A mate of mine works in a small business and is being forced to take annual leave because her boss is going away.  Does anybody know if its legal?  It probably is but just thought I'd check!


----------



## ClubMan (13 Feb 2007)

If nobody has the answer then she should call the DETE Employment Rights section and they should be able to apprise her of her statutory rights in this context.


----------



## huskerdu (13 Feb 2007)

I have no direct knowledge of this, but it is the case with many employees that they do not have the right to dictate the timing of their vacations. 
Many factories have a close-down and the entire workforce must take their vacations on these days. 

In many jobs, there must be a minimum number of staff on duty, so your vacation request can be turned down if others already have vacation booked. 

Of course, in these circumtances, it is clear that these are your T&Cs, so I dont know if your friend has been given much notice.


----------



## sparkey (13 Feb 2007)

The only legal right an employee has in relation to holidays are :
(a) the nunber of days off per year
(b) 2 weeks off together beterrn start of june and end of aug.

the exact time of when an employee can take their 2 weeks off is under the employers control along as it is within the time span "b" above.

Also if it is a small company it may be an insurance requirment of the employer that they must be arount to supervise the staff .


----------



## Joe1234 (13 Feb 2007)

sparkey said:


> (b) 2 weeks off together beterrn start of june and end of aug.



Never heard of that.  Can you post more info on it?


----------



## ClubMan (13 Feb 2007)

Me neither. Care to quote an authoritative souce for that info?


----------



## NiallP (14 Feb 2007)

Section 19(3) of the Organisation of Working Time Act 1997 provides that an employee is entitled to two unbroken weeks of annual leave each year (if they have worked for 8 months in that leave year). This leave may be taken at any time (i.e not just between June and September).

However, section 19(3) further provides that this entitlement may be varied by agreement between the employer and employee. Consequently, you should check your employment contract and/or any collective agreements in place to check your annual leave entitlements.


----------



## ajapale (14 Feb 2007)

Judging from his name Sparky is probably talking about the situation in the construction industry. ie what used to be called "builder's holidays".


----------



## bazermc (14 Feb 2007)

Dont builders have to take their summer hols at the same time - last week in July first week in August


----------



## ajapale (14 Feb 2007)

Im not sure but sparky might be describing the *UK* legislation as agreed with the construction industry.


----------



## Pretty Penny (14 Feb 2007)

Hi Guys,

Thanks for all the info!
Its a five person operation, no written contract other than her legal rights she's not sure what she is entitled to (and nor am I!!).  I've been over legislation but haven't found anything on point as yet.  That said, its entirely theoretical as she's probably not willing to risk her job by making a big thing of it.
She has worked there on her own before (i.e. when owners were away), so its obvious that the owners would just prefer everybody out so they are not taking disrupting business by taking inconvenient holidays when the owners will have to provide cover.
I think its pretty unfair.


----------



## ajapale (14 Feb 2007)

Pretty Penny said:


> I think its pretty unfair.



Unfair maybe, but in Ireland the employ*er* can dictate when employees can take their statutory entitlement to annual leave.

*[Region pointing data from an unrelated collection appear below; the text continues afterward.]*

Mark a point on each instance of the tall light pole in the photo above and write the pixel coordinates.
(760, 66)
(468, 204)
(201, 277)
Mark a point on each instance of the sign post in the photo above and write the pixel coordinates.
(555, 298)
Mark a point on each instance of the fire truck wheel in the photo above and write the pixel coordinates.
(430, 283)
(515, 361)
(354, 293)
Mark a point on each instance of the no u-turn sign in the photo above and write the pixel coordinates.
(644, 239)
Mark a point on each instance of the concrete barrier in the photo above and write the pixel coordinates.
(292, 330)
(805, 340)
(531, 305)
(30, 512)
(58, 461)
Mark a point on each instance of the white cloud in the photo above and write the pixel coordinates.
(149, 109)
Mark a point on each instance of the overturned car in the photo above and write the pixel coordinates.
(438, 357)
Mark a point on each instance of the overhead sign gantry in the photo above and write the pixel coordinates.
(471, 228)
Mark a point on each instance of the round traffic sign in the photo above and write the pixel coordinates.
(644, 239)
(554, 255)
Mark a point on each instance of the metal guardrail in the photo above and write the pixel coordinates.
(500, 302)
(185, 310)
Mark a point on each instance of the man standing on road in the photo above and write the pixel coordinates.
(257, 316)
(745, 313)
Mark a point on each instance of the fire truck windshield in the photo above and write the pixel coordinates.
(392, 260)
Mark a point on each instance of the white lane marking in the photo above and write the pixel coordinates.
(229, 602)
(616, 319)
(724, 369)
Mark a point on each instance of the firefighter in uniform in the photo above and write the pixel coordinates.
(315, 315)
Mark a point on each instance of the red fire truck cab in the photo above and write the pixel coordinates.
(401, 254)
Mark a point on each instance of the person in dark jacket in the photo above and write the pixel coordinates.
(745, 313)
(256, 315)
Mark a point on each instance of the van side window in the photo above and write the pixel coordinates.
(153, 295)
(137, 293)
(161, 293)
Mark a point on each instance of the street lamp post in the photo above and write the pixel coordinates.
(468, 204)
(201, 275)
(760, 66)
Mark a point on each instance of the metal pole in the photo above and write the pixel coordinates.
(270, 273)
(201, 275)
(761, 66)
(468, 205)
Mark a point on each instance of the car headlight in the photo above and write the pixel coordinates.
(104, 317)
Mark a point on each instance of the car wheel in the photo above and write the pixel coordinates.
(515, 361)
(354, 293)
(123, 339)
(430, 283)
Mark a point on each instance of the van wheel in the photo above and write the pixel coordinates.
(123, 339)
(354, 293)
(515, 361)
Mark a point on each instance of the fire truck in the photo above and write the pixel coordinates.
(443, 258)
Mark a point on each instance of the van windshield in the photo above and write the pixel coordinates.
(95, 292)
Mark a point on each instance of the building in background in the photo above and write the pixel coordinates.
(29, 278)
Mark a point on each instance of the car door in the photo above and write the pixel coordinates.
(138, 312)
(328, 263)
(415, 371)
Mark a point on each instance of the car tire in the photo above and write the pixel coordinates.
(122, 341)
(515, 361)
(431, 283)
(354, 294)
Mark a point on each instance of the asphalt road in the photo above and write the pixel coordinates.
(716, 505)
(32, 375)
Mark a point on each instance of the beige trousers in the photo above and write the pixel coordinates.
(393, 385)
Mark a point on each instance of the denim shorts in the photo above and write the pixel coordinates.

I know of many people in trade and industry who are forced to take two weeks in July and a week at christmas while the plant is closed down.


----------



## Pretty Penny (14 Feb 2007)

I realize that Ajapale and think its unfair on those people too.  All im saying is that we have so little days off per year that its unfair not to be able to take them when you want.  Perhaps its the lazy student coming out in me!!


----------



## shipibo (14 Feb 2007)

Is this a new requirement, or did she know from start of employment, good practice for employer to explain reasons for change, but as posted before, holiday date is at behest of employer.


----------